The number of published works by prisoners has witnessed a bewildering increase since the amendment to the law: from 90 in 2014 to 340 in 2015. Sadly, this growth isn’t so much due to the government's investment in the rehabilitation of convicts, but more to the financial power some detainees maintain whilst behind bars.
Nevertheless, it wouldn’t be fair to generalise. Some of those involved, although certainly guilty of white-collar crimes, have an extensive intellectual background that justifies them publishing academic works during their imprisonment.
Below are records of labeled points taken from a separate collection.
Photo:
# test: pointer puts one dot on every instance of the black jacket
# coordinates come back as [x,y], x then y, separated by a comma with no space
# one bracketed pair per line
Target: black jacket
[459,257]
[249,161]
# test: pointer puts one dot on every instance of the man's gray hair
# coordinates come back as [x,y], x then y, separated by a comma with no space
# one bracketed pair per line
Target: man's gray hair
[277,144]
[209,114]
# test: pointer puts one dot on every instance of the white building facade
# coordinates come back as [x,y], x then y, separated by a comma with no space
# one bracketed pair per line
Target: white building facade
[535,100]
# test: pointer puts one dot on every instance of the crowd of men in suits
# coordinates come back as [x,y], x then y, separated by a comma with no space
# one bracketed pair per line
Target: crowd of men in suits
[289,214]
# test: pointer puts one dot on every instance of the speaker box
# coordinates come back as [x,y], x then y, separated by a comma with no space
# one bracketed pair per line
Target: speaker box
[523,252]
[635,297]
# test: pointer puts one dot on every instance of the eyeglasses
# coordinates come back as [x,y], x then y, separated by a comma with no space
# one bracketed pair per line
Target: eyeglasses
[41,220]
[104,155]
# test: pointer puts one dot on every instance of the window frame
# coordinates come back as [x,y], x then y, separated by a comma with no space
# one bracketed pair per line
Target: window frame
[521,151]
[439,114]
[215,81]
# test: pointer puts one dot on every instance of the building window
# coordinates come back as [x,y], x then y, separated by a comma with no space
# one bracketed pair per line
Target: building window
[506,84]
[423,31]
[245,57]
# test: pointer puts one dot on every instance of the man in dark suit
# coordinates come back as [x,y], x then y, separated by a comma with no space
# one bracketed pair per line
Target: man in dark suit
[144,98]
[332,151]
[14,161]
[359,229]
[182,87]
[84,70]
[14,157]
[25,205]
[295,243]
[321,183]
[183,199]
For example, Romania’s former Prime Minister, Adrian Năstase – who was found guilty of fraud and embezzlement – managed to publish three academic works while in prison. This hardly came as a surprise, since he had been a prominent political intellectual, as well as a former law lecturer at the University of Law in Bucharest.
However, those indirectly responsible for the need to repeal an otherwise solid piece of legislation are those very financial criminals who aren't exactly known for their intellectual ability. From loan sharks to members of Romanian crime families, they have nevertheless all somehow managed to churn out volumes upon volumes of scientific work, which served as their get-out-of-jail-free cards. Ultimately this allowed them to return to their unsavoury dealings in the outside world.
Recent evidence has shown that the true authors were "bought" by the prisoners for hefty sums – and hefty threats of what could happen should they disobey.
Can justice be served?
In this author’s view, the obscenity of the situation doesn’t so much lie in the obvious copyright infringement, but the blatant moral disregard for another person’s creative rights. By so easily being able to "purchase" this window of opportunity, such convicts illustrate the aforementioned phenomenon of putting the needs of the rich and powerful (and immoral) above the needs of those who carry less financial weight and influence. They say that the pen is mightier than the sword, but the purse is apparently stronger still.
Repealing (or at least amending) Law 254/2013 would not be an infringement of basic human rights (as some domestic media outlets want us to believe), but a way in which the new government can put things in order and claim that justice has been served in favour of those who need it most.
It’s inadmissible that an entire population be left at the mercy of playground thugs, as the aim of the law should always be to punish and deter.